Should I try physical therapy again for back pain?
It may be reasonable if a fresh evaluation identifies a clinically defensible way the next plan will differ and defines how progress will be measured. If the recommendation is simply to repeat the same plan without reassessment, ask why a different result is expected.
How long should physical therapy take to help back pain?
There is no universal number of visits. The expected timeline varies with the back-pain pattern, duration, irritability, health factors, goals, and treatment plan. You should still see planned checkpoints that compare pain, function, and objective findings with your baseline. Worsening neurologic symptoms or medical warning signs should be addressed immediately rather than waiting for a routine checkpoint.
Does failed physical therapy mean I need an MRI?
No.
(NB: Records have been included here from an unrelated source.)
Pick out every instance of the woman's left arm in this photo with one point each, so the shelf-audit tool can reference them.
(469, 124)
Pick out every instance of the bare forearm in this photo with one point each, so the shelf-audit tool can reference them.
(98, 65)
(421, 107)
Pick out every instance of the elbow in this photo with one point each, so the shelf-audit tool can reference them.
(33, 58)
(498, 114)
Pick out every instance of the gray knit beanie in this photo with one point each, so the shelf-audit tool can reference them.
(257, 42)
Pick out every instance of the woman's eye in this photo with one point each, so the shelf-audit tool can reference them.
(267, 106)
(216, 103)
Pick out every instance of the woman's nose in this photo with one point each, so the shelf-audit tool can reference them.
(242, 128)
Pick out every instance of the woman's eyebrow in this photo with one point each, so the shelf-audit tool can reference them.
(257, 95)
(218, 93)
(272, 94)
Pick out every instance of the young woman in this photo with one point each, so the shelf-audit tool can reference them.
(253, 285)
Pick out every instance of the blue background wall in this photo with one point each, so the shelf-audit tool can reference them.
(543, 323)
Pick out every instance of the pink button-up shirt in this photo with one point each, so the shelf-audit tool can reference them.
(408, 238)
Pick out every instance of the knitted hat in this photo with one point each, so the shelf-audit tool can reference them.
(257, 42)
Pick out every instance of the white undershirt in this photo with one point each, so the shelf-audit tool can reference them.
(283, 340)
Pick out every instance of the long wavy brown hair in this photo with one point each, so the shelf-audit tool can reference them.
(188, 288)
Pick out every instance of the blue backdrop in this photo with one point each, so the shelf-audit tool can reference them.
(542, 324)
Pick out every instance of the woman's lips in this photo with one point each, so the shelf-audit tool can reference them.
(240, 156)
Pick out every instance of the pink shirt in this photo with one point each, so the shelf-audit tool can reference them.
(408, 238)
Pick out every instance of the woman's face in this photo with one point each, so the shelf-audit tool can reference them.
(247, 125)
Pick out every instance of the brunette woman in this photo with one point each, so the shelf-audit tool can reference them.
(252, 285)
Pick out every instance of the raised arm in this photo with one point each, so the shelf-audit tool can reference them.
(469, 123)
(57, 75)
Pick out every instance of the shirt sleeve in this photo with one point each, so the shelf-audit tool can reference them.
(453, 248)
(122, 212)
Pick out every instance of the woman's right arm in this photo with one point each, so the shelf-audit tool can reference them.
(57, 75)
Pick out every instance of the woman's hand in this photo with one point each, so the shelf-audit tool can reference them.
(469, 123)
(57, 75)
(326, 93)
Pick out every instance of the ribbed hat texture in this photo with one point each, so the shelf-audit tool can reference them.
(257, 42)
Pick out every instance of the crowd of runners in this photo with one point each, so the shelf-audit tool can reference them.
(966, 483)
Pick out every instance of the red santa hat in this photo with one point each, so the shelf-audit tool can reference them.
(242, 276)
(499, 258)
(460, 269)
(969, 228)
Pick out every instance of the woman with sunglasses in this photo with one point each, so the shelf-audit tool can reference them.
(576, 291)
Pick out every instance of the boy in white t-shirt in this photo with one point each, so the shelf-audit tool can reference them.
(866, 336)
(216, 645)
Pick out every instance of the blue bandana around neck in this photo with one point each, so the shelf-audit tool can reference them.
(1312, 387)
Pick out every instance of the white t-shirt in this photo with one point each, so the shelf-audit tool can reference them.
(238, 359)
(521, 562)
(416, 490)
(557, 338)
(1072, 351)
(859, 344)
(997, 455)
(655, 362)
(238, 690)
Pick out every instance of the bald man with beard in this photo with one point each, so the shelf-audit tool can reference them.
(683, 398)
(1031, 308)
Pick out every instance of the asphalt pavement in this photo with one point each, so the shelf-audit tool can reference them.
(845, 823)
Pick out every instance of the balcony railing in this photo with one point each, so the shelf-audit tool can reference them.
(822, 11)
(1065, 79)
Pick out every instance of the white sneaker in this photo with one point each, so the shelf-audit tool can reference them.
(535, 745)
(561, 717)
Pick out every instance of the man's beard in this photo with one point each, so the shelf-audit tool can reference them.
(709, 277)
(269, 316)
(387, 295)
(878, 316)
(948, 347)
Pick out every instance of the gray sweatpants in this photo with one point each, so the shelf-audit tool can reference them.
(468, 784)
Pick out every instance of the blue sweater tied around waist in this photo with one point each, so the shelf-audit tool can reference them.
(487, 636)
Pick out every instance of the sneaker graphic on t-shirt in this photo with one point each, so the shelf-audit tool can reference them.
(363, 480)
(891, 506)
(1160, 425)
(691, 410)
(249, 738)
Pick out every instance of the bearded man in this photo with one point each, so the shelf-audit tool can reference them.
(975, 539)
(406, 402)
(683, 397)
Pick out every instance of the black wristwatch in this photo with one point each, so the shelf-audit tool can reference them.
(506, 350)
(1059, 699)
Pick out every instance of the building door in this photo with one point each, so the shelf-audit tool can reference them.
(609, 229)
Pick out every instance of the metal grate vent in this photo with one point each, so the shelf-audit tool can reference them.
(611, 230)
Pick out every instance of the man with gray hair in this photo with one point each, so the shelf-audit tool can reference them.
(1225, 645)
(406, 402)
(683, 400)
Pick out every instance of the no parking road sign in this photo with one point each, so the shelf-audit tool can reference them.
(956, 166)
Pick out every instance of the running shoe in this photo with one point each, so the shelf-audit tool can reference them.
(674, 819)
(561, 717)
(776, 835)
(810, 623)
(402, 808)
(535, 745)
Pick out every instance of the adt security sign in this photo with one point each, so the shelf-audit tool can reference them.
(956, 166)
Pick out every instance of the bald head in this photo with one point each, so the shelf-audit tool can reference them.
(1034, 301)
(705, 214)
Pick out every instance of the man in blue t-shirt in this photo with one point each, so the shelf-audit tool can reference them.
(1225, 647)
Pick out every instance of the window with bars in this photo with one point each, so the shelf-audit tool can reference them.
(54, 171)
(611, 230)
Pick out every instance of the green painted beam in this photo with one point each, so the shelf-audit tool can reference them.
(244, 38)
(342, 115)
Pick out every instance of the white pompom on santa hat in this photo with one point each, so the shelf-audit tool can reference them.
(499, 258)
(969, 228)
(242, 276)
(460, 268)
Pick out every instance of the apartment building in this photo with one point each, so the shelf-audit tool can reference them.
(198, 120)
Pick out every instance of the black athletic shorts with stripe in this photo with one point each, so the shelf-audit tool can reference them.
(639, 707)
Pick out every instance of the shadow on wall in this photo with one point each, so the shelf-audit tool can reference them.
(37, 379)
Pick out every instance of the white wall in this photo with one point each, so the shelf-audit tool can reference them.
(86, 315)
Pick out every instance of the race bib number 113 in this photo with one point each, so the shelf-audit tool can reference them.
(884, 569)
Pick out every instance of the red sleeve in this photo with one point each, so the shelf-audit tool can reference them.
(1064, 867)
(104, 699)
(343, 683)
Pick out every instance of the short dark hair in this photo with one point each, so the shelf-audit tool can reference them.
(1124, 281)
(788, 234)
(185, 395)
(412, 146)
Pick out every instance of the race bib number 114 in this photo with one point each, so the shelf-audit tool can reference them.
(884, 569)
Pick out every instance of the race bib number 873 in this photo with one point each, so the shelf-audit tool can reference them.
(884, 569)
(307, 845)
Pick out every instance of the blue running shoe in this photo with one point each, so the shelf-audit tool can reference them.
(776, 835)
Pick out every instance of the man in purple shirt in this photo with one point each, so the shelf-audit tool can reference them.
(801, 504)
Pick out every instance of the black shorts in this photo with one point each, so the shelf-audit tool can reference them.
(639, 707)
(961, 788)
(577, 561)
Lack of improvement is one part of the decision, but imaging is most useful when the result is likely to change management. Current ACR criteria support imaging in specific situations, including warning signs and certain patients with persistent or progressive symptoms who are candidates for surgery or another intervention.
What is different about a second back-pain evaluation?
It should incorporate your response to the first course of care. That means reassessing the symptom pattern and neurologic status, auditing the prior exercise dose and progression, retesting meaningful activities, revisiting the working diagnosis, and deciding whether PT, medical follow-up, imaging, or coordinated care is the best next step.
This article provides general education and is not a diagnosis or a substitute for individualized medical advice. If you have emergency warning signs, seek emergency care rather than waiting for a physical therapy appointment.